Duvar gazetesinin sorularını yanıtlayan Karamollaoğlu o günü şöyle anlattı:
Duvar: Bir koltuk krizi, sizde yarattığı bir rahatsızlık yok o zaman.
Bu bana göre abartıldı. Sayın Cumhurbaşkanı üst üste iki kez öğle yemeği için davet etmişti. Ben öğlen yemek yemiyorum. “Beni mazur görsün” dedim. Aslında onu kabul etmek lazımdı. Belki biraz ayıp oldu kabul etmemek. PCR testi de yaptırmadığımız için “Biraz mesafeli oturalım” dedi. Bizde ev sahibine tabi olunur. Misafir, ev sahibinin istediği yere oturur. Bunu herkes farklı yorumlayabilir. Ben farklı yorumlamadım. Cumhurbaşkanıyla birçok konuyu konuştuk.
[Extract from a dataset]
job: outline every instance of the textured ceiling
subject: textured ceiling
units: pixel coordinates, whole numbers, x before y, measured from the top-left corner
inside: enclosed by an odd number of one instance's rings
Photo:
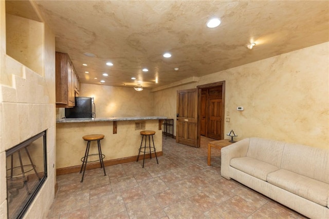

Her konuyu konuştuk diyemem ama birçok yerde anlaşmamakta anlaştık.”
Duvar: Denetlenemeyen bir Başkanlık sisteminin doğru olmadığını söyleyeceğinizi ifade etmiştiniz.
Yine onu söyledim. Bizim için bu dönemde en önemli konu Türkiye’nin yönetim şekli. Başkanlık sistemine kökten karşı değiliz. Bunu geçmişte de söylemiştik. Ancak denetlenemeyen bir başkanlık sistemine karşıyız. Amerika’da da başkanlık sistemi var ama hem Senato’nun hem de Meclis’in denetimi var. Atamalar meclislerden geçiyor. Yeri geldiği zaman yüksek mahkeme devreye giriyor. Bir de yarı başkanlık sistemi Avrupa’da. Orada da yine aynı şekilde hükümet kendi içerisinde istikrarlı bir şekilde yürüyor. Cumhurbaşkanı da özellikle dış politikada etkili konumda. Bunları söyledim. Sayın Cumhurbaşkanı bizimle ittifak halinde olmadığını ifade etti. “Aynı kanaatte değilim, istikrar olmuyor. Bugün Almanya’da bile Merkel sonrasında ne olacağı belli değil. Merkel’in kendisi bile şikayet ediyor. Bundan dolayı da oralarda da sıkıntı var. Avrupa’da bazı hükümetler kurulamıyor” dedi. Bunlar doğru ama istikrarsızlığı önlemek için tedbir alınabilir. Cumhurbaşkanının denetlenmesi olmazsa olmaz. Denetlenmeyen bir karar mekanizmasını kabullenmek bizim için mümkün değil.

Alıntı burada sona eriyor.